Although Decree 227/2025 does not approximate this framework in terms of content (there is even a lower level of detail compared to Decree 362/2018), it expands the framework in terms of volume. For example, by requiring the existence of security policies for individual security areas (the amendment to the law has expanded the areas), the performance of a risk analysis, the determination of the level of identified risks, accepted risks and residual risks for assets, together with a list of assets, or a documented determination of the scope and manner of adoption, compliance and implementation of security measures, including the justification for not adopting a security measure.
In addition to the above, the shift can also be seen in the fact that the documentation is more clearly linked to risk management and to the real architecture of the environment according to Decree 227/2025. For organisations that already use e.g. ISO 27001 or other frameworks in practice, it is explicitly allowed to map existing methodologies for performing risk analysis to the (albeit non-binding but good) methodology published by the National Security Authority of the Slovak Republic.

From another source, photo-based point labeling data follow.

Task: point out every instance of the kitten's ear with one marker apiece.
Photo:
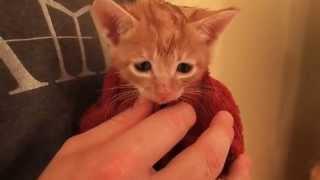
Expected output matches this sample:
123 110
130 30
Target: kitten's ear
112 20
210 25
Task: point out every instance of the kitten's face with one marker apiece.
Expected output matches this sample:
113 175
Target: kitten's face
158 48
161 71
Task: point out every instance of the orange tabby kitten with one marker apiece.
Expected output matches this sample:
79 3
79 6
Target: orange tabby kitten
162 50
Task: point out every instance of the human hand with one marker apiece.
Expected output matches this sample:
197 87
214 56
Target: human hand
127 146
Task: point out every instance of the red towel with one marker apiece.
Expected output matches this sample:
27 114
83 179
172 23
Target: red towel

This therefore puts pressure on those who have so far operated on “paper”. Security documentation cannot just be a one-size-fits-all template package. It must realistically reflect the organisation’s assets, its architecture and its risks.
OT “really” on set
One of the biggest shifts is the explicit anchoring of operational technologies (OT) in the text of Decree 227/2025, where it works with the concept of operational technologies directly, e.g. in § 1 and § 4, and in Annex 1 it divides measures according to their relevance for ICT and OT and sets security requirements in reflection of the specifics of OT (e.g. emergency power supply, separate backup systems, physical and logical segmentation of OT vs. IT, OT layers, independent firewalls for OT).
This is a significant shift in terms of cyber security. The regulatory framework finally explicitly reflects that PLCs, SCADA or DCS cannot be governed by the same principles as “office” IT, and also that OT breaches can have real impacts.

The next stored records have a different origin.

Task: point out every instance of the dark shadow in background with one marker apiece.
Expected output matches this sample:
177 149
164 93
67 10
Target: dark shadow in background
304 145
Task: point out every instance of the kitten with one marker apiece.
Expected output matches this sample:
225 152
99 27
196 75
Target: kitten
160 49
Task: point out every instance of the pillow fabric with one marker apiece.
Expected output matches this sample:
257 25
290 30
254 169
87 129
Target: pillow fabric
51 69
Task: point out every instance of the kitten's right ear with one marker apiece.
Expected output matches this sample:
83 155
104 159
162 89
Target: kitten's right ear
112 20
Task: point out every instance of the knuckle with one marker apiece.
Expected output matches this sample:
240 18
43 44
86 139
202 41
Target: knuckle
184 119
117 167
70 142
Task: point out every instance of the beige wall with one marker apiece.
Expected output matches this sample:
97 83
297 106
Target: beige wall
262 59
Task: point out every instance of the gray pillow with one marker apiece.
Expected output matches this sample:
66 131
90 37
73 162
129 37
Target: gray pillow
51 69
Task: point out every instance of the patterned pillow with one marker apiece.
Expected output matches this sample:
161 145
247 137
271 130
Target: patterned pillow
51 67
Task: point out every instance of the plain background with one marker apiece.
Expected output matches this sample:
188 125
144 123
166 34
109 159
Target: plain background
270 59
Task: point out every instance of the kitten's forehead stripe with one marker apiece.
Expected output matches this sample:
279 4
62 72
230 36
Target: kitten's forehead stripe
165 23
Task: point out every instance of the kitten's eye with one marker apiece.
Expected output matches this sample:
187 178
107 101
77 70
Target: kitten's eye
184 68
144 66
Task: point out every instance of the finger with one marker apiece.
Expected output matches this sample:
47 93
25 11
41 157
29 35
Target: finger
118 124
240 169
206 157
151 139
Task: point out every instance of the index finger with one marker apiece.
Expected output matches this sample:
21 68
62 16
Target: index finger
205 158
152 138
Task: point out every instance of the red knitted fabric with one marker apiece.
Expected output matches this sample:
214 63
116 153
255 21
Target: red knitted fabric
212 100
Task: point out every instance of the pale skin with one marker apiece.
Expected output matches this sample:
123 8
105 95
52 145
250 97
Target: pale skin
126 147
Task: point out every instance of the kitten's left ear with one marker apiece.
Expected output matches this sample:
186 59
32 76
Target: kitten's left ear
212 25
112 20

However, with this clear extension of the scope of the law, we are also opening a new Pandora’s box. From among the already narrow group of ICT experts in the field of cyber security, it is necessary to find those who have real knowledge and specialisation for the world of OT.
In meeting the new obligations, it is important to address cybersecurity not only technically but also from a legal perspective. If an organization needs to evaluate its obligations under an expanded regulatory framework, legal certainty is key. SIGNUM legal LLC
has long practiced regulatory and technology law and has assisted in the implementation of cybersecurity requirements – from identifying risks to setting up processes and contractual relationships in compliance with the law.
However, the legal setting must be followed by technical implementation. To effectively manage the requirements of the law, it is advisable to work with a partner who understands both OT and IT security. GAMO a.s. offers implementation of the law’s requirements, IT/OT audits, security monitoring and cybersecurity manager services. With a combination of technical know-how and practical experience, it can offer organisations solutions that are sustainable, functional and compliant with legislation.
In conclusion
So where are we moving with Decree 227/2025? Whether forward or backward will depend primarily on how controllers, auditors and cybersecurity managers do their jobs. The practice developed by these entities will show whether we will resort to formulaic and formalistic approaches to cybersecurity or to realistic implementation of security requirements, starting with the performance of risk analysis and the mapping of security measures that realistically mitigate the identified risks.